Let’s get those ears checked
Amidst all this scalding and sucking, a handful of guys were working the area clacking what looked like giant barbecue tongs. Around their skulls they had belted doctor’s headlamps, and in the other, non-tong hand, they were holding a variety of long steel implements with feathery and other ends.
I observed a nearby table where people sat around cheerfully conversing as one of the party had an ear cleaner laboriously boring away into his head with the various long steel tools, any one of which could have easily “slipped” and gone straight out the other side. Apparently some folks liked to have a cup of tea, chat with friends, and get their skulls bored out.
After the guy finished, in a fit of hygiene, he wiped the implements on his pant leg and meandered over to me. “Clean your ears?” he asked.
“No,” I said.
“I will make them very, very clean.”
“My ears are so dirty that you will be here all day. And break your tools.”
This excited him. “Can I have a look?”
“Sure,” I said.
He switched on his light and peered into my ear. “Those are the dirtiest ears I have ever seen.”
“I’m impressed considering your line of work.”
“We would need to use the irrigation tubes and the extra-extender with the double brush tips.”
“I’m going to pass today. I have a meeting to make at noon.”
He nodded. It was the best refusal I could have picked.
Moving on …
While I was sucking tea leaves into my teeth and scalding my face an old man came over and sat down. What am I saying? I’m an old man, too …

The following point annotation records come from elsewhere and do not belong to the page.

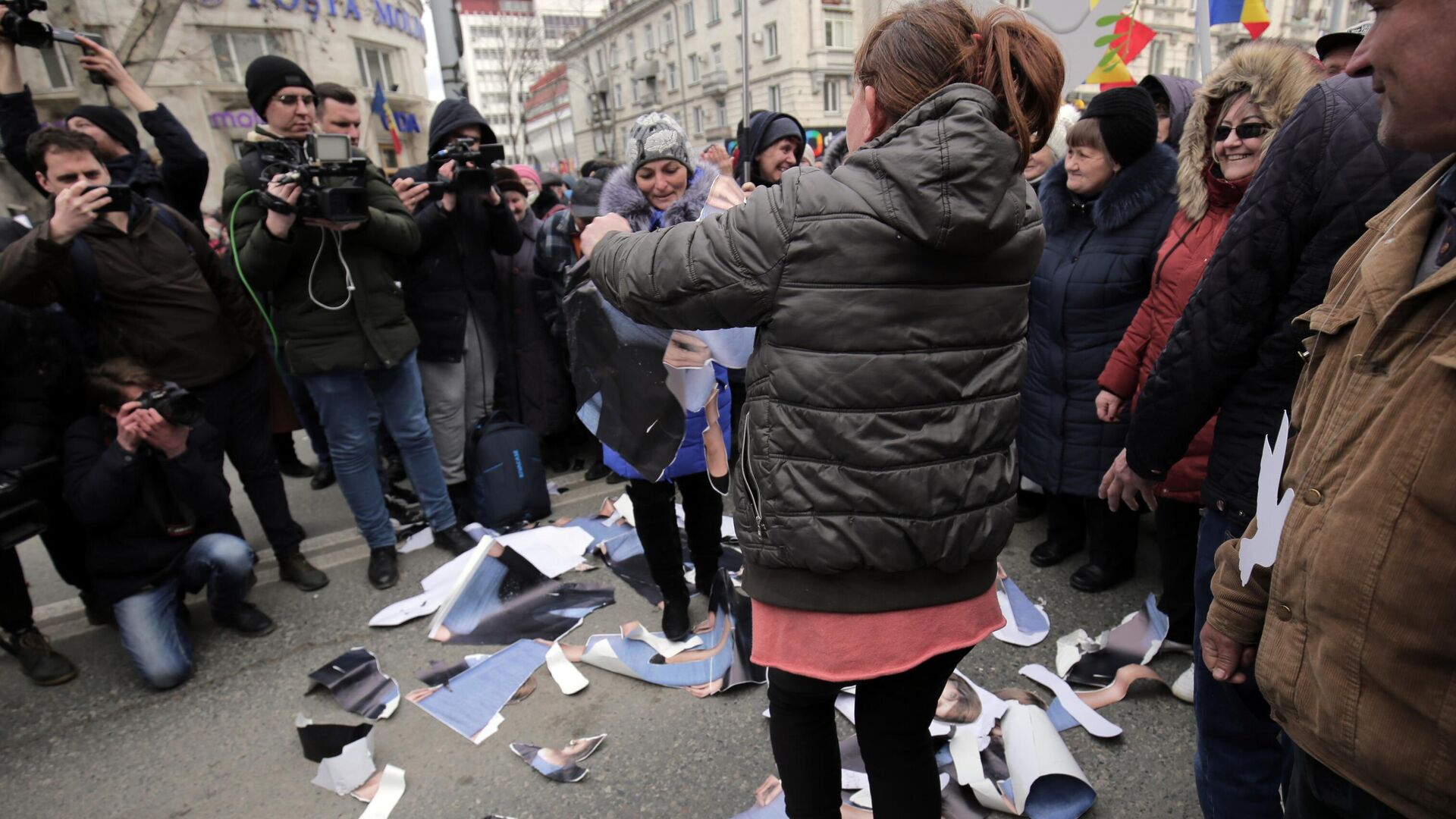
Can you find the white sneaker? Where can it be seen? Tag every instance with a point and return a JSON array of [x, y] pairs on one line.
[[1183, 687]]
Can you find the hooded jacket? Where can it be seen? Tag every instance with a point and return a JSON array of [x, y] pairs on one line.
[[1276, 77], [335, 305], [1180, 93], [453, 270], [622, 196], [877, 469], [180, 181], [172, 306], [1235, 350], [755, 145], [1090, 284]]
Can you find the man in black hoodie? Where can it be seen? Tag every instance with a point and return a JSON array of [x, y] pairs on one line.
[[449, 290], [178, 183]]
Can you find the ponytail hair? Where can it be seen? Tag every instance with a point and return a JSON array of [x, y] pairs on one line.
[[921, 49]]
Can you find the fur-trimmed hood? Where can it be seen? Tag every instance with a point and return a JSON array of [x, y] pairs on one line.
[[1136, 188], [1276, 74], [620, 196]]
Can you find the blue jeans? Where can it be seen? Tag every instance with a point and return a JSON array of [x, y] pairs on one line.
[[150, 621], [1239, 763], [347, 400]]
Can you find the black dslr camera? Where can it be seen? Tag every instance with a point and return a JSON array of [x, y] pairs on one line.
[[331, 177], [174, 404], [468, 181]]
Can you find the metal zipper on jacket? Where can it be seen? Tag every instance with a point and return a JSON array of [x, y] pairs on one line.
[[747, 479]]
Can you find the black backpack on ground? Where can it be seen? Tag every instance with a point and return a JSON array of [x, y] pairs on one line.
[[506, 472]]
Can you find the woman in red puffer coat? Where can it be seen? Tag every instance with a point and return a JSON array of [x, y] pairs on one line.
[[1231, 124]]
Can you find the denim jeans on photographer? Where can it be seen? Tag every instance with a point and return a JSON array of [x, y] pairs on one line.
[[1239, 763], [346, 401], [150, 623]]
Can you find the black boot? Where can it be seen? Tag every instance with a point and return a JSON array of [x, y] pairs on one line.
[[289, 463], [38, 661], [383, 567]]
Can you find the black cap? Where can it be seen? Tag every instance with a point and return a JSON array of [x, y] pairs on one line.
[[267, 74], [112, 121], [1340, 38], [585, 197], [1128, 120]]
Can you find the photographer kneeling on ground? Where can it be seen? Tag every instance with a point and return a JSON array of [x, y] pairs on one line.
[[152, 496], [337, 311], [142, 281]]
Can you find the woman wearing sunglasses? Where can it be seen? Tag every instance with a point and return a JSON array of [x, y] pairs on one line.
[[1239, 110]]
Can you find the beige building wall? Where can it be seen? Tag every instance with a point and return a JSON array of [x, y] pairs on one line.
[[685, 57], [197, 79]]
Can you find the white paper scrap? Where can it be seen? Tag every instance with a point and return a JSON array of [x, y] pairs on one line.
[[391, 789], [1097, 725], [564, 670], [661, 645], [1263, 547]]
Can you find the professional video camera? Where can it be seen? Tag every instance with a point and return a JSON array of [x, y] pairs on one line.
[[468, 181], [329, 175], [174, 404], [18, 27]]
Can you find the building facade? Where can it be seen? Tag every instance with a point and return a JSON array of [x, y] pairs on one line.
[[507, 47], [551, 143], [197, 66], [686, 57]]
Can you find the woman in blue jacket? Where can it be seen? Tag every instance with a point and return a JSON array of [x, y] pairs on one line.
[[1106, 210], [660, 187]]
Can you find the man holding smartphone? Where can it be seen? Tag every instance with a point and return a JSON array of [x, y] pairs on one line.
[[181, 178], [143, 283]]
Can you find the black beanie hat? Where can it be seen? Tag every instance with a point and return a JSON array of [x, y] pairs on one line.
[[267, 74], [117, 124], [1128, 120]]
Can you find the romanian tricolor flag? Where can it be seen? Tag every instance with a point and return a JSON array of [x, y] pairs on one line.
[[386, 115], [1248, 12]]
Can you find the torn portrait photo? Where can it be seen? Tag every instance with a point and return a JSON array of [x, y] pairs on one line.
[[359, 686], [563, 765], [501, 598]]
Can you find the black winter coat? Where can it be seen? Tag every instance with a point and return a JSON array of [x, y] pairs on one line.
[[127, 500], [180, 183], [1092, 278], [1235, 350], [453, 270]]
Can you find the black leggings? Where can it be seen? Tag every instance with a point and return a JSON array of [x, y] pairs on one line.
[[893, 720], [655, 510]]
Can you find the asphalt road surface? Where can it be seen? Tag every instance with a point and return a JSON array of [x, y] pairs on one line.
[[224, 745]]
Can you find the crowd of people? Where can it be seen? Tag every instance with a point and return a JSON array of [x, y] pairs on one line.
[[976, 306]]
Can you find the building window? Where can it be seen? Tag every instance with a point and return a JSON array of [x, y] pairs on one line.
[[57, 71], [837, 31], [832, 91], [375, 66], [237, 50]]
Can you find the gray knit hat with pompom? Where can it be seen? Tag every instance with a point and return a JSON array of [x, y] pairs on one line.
[[657, 136]]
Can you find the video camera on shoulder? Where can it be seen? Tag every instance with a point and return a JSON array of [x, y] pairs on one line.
[[329, 175], [472, 172], [174, 404]]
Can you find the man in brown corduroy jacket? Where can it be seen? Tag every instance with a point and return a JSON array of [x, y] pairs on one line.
[[1353, 624]]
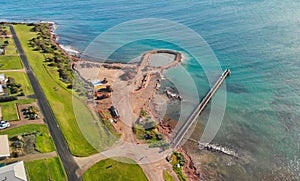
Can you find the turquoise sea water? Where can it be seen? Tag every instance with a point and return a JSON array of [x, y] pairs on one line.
[[258, 40]]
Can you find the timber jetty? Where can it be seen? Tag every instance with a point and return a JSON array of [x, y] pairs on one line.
[[192, 118]]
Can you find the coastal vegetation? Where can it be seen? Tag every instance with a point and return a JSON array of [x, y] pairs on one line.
[[8, 62], [110, 169], [43, 140], [178, 161], [167, 176], [9, 109], [59, 97], [45, 169], [145, 129], [42, 43], [20, 78]]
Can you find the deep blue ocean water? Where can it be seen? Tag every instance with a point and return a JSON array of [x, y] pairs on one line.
[[258, 40]]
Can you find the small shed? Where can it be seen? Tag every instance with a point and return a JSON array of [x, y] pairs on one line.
[[13, 172], [4, 148]]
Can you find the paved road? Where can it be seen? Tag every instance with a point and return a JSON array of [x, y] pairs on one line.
[[58, 138]]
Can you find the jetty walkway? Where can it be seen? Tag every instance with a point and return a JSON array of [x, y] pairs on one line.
[[192, 118]]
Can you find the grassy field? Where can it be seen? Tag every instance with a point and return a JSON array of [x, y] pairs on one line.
[[61, 101], [21, 77], [110, 169], [44, 142], [10, 62], [46, 169], [9, 109], [167, 176]]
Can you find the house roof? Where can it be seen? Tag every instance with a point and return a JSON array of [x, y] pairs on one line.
[[1, 89], [96, 83], [13, 172], [2, 77], [4, 148]]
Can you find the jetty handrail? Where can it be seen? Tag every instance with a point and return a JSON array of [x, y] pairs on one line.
[[183, 130]]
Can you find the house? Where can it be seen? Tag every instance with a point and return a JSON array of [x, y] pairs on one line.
[[13, 172], [1, 90], [4, 148], [3, 79]]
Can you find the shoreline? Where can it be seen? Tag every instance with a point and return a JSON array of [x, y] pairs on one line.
[[189, 169], [76, 58]]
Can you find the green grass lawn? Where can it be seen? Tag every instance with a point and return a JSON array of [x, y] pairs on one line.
[[61, 100], [167, 176], [10, 62], [9, 109], [45, 169], [21, 77], [110, 169], [44, 142]]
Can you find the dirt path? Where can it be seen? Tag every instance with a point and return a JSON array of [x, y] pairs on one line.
[[32, 157]]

This fellow made a valiant stab at getting some free English lessons but each time he tried, my own Chinese parried, then thrust, then slashed with superior vocabulary, pronunciation, grammar, and interrogatories until he collapsed, bleeding, and spoke only in thickly Sichuan-flavored Mandarin that I could mostly misunderstand fairly well. We chatted for an hour, until the sixth cup was only the faintest suggestion of tea, then I left for the Sichuan Museum. Why there? It was free.
I was frozen from sitting outside drinking warm water, and most crucially, and for which I’d have paid up to $15, the museum was one of the only places in Chengdu that was heated. I thawed among the treasures of the porcelain gallery, which began with pieces made 5,000 years ago. It shamed every collection I’ve ever seen, containing pieces, pristine, from every period in Chinese history. Any pot they had would have been the centerpiece of the Smithsonian. Looking at so many pots, however beautiful, was completely draining, so I left for a lunch of fried and glazed chicken … nuggets.